Am Freitag sind wir dann das erste Mal in die Tourifalle getappt. Ganze zweieinhalb Stunden haben wir an der Reichstagskuppel angestanden. Nur einmal habe ich mich für fünf Minuten aus der Schlange gelöst und den Minimulti am Brandenburger Tor geloggt. Im Nachhinein muss ich sagen, dass es zwar gut war, sich die Reichstagskuppel mal angesehen zu haben, aber mehr als eine Stunde anstehen lohnt sich dafür echt nicht. Was wir vorher nicht wussten: Der Einlass ist bis 22 Uhr und die Kuppel selbst bis 24 Uhr geöffnet.

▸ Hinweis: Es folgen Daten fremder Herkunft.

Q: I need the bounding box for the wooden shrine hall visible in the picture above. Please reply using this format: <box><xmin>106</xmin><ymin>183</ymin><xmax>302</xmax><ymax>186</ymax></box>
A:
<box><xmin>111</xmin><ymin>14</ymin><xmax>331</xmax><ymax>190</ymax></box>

Ein Besuch zu später Stunde kann ich mir sehr gut vorstellen – vermutlich ist es am Abend auch deutlicher leerer als um zehn Uhr morgens.

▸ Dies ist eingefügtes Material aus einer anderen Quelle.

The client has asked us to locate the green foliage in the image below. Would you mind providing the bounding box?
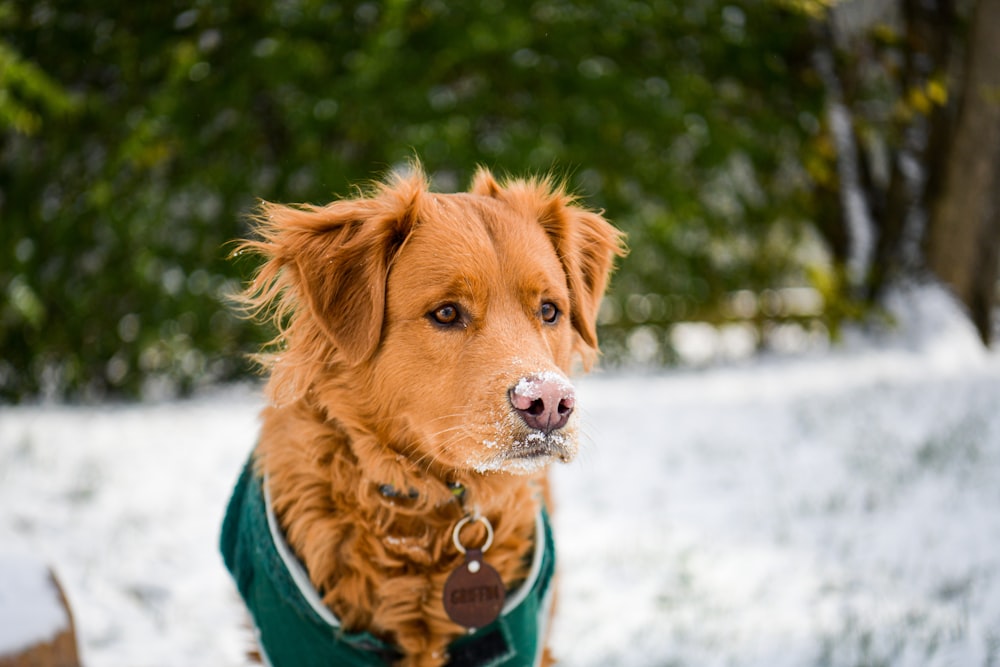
[0,0,821,399]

Nachdem wir uns also einen halben Tag die Beine in den Bauch gestanden hatten, ging es weiter zum Holocaust Mahnmal. Das unterirdische Informationszentrum ist sehr sehenswert (Eintritt kostenlos) und regt zum Nachdenken an, während das eigentliche Mahnmal ein wenig zum Spielplatz verkommen ist. Dieser Wirkung kann man sich allerdings kaum entziehen. Während wir zuerst noch von den vielen umher huschenden, kichernden Menschen genervt waren, erwischten wir uns wenig später selbst dabei, wie wir grinsend spontan zwischen den Reihen hin und her wechselten.
Danach folgte ein erstes Cachehighlight: Die Lego-Giraffe am Sonycenter. Ein sehr witzig versteckter Nano, der uns viel Spaß gemacht hat. Das Sonycenter selbst hat mich nicht überzeugt.

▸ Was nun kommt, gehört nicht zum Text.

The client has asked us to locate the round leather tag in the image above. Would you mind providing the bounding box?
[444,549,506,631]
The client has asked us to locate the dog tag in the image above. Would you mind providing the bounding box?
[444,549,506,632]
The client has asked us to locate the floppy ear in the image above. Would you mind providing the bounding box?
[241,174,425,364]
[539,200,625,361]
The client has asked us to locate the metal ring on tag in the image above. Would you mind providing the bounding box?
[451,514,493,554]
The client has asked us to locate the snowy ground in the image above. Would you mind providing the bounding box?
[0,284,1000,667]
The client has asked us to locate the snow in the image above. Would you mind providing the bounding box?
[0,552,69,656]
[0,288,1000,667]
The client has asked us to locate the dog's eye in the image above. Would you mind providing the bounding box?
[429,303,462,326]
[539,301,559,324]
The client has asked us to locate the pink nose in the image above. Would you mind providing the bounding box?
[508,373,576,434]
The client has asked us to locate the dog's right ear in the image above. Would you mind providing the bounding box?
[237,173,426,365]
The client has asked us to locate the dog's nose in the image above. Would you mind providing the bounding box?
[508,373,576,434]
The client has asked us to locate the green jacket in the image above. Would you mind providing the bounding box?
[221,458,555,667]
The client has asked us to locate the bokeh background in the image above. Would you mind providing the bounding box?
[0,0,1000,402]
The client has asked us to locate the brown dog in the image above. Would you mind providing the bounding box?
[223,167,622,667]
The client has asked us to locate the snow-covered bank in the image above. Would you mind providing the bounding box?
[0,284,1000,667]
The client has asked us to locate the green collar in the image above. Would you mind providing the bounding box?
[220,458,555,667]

Den Rest des Tages verbrachten wir dann, ohne weitere Caches, “Unter den Linden” mit einem obligatorischen Besuch im Starbucks am Brandenburger Tor und einer Fotosession vor dem Dom. In der Dämmerung besuchten wir noch den Gendarmenmarkt, der uns als städtebauliches Ensemble besonders gut gefallen hat. Wäre es nicht so kühl und windig gewesen, hätten wir dort sehr gut in einer der Freiluft-Bars versacken können.

ReichstagskuppelLego Giraffe am SonyCenterBerliner Dom

Am Samstag besserte sich das Wetter deutlich, so dass wir bei strahlendem Sonnenschein entspannt über und um die Museumsinsel wandern konnten. Leider wiederholte sich hier das Bild, dass wir auch an den beiden Tagen zuvor gewonnen hatten: Berlin ist voller Baustellen und übersät mit tristen Brachflächen, die den ansonsten so positiven Eindruck immer wieder schmälerten.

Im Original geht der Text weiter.